China’s official economic growth targets have been trending lower over the past decade as policymakers have sought to rein in the country’s growing debt burden and stimulate more domestic consumption. Analysts said this year’s conservative economic growth target would be easier for Xi’s new economic team to meet, after falling far short of its goal in 2022. Goldman Sachs said achieving this year’s target was «not challenging», given the low base from last year. It predicted GDP would grow 5.5 per cent this year driven by the rebound in household consumption after the reversal of China’s strict zero-Covid policy.«This growth target heralds the return of headline GDP growth as the organising principle for economic and financial policies but also signals that the era of rip-roaring growth is over,» said Eswar Prasad, senior fellow at the Brookings Institution.

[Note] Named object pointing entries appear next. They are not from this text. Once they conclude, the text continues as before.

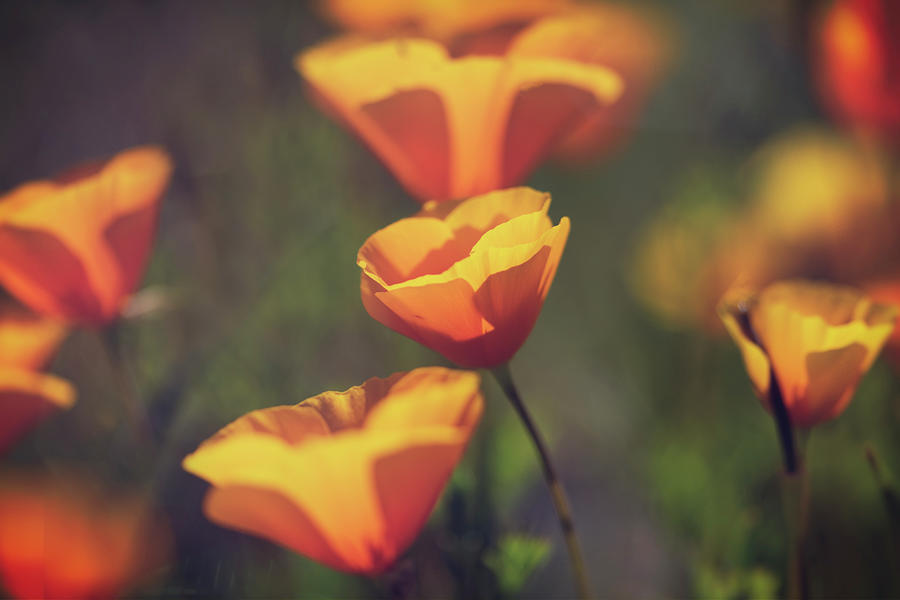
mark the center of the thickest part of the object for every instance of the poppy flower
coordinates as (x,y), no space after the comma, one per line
(633,44)
(888,292)
(816,339)
(74,248)
(26,398)
(441,19)
(71,540)
(857,56)
(465,278)
(453,127)
(345,478)
(27,340)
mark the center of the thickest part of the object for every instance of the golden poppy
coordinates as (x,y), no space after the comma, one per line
(856,60)
(27,340)
(454,127)
(71,540)
(440,19)
(26,398)
(74,248)
(345,478)
(888,292)
(633,44)
(465,278)
(817,339)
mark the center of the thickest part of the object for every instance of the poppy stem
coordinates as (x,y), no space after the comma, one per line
(560,502)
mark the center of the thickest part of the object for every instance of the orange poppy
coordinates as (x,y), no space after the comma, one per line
(27,340)
(74,248)
(465,278)
(26,398)
(816,339)
(345,478)
(454,127)
(70,541)
(857,60)
(633,44)
(440,19)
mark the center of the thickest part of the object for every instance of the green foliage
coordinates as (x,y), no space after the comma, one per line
(514,560)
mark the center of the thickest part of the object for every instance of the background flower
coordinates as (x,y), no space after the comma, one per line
(817,339)
(74,248)
(454,127)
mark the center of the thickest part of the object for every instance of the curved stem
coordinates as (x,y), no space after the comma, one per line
(560,502)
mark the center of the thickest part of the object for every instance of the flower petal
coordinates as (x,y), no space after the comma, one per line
(26,398)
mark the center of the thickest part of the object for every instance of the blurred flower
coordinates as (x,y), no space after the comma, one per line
(465,278)
(817,208)
(816,339)
(440,19)
(71,540)
(26,398)
(857,61)
(632,43)
(454,127)
(812,185)
(888,292)
(345,478)
(27,340)
(75,247)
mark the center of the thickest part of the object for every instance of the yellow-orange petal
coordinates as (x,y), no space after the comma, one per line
(75,248)
(819,339)
(354,498)
(451,128)
(26,398)
(27,340)
(71,539)
(480,309)
(632,43)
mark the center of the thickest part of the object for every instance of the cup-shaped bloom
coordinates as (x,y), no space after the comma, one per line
(465,278)
(632,43)
(27,397)
(345,478)
(75,247)
(816,339)
(72,540)
(857,64)
(27,340)
(454,127)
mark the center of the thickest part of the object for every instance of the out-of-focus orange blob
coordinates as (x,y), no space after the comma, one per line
(345,478)
(887,291)
(74,248)
(71,540)
(27,340)
(450,128)
(857,60)
(817,339)
(466,278)
(439,19)
(26,398)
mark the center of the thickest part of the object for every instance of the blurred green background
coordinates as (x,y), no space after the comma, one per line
(671,464)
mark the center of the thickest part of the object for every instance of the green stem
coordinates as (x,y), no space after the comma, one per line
(560,502)
(795,496)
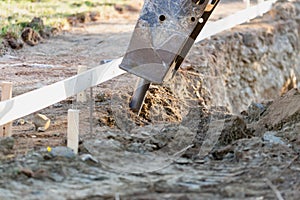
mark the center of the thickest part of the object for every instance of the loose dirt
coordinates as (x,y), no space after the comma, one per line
(204,135)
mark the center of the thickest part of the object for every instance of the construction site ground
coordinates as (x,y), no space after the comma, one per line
(184,145)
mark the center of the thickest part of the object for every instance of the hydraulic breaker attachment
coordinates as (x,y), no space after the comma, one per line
(163,36)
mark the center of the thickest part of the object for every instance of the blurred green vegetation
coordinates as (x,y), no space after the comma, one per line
(16,14)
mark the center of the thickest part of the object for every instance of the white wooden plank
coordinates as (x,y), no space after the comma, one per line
(33,101)
(240,17)
(73,130)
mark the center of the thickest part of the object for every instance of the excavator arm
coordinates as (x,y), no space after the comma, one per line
(163,36)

China’s most powerful president since Mao Zedong, Xi is expected to use this year’s parliamentary session, which began yesterday, to undertake sweeping changes to his administration. Reading out the government’s new work report before about 3,000 members of the Congress yesterday, Li Keqiang set a target for China’s budget deficit this year at 3 per cent of GDP while pledging to create 12mn urban jobs and keep the unemployment rate at about 5.5 per cent. China needed to «expand market access» for foreign investors, prop up consumption and control risk in the real estate sector, Li said, in one of his last appearances as China’s second-ranked official.
Aside from Li Qiang, Xi is expected to appoint new heads to the government’s main financial agencies and regulators, including the People’s Bank of China.
Since they've been doing so badly recently it won't be very hard to reach their targets for this year. Or it shouldn't be hard but we'll see what happens. Who knows what other weird measures like zero-Covid they end up coming with that slows them down?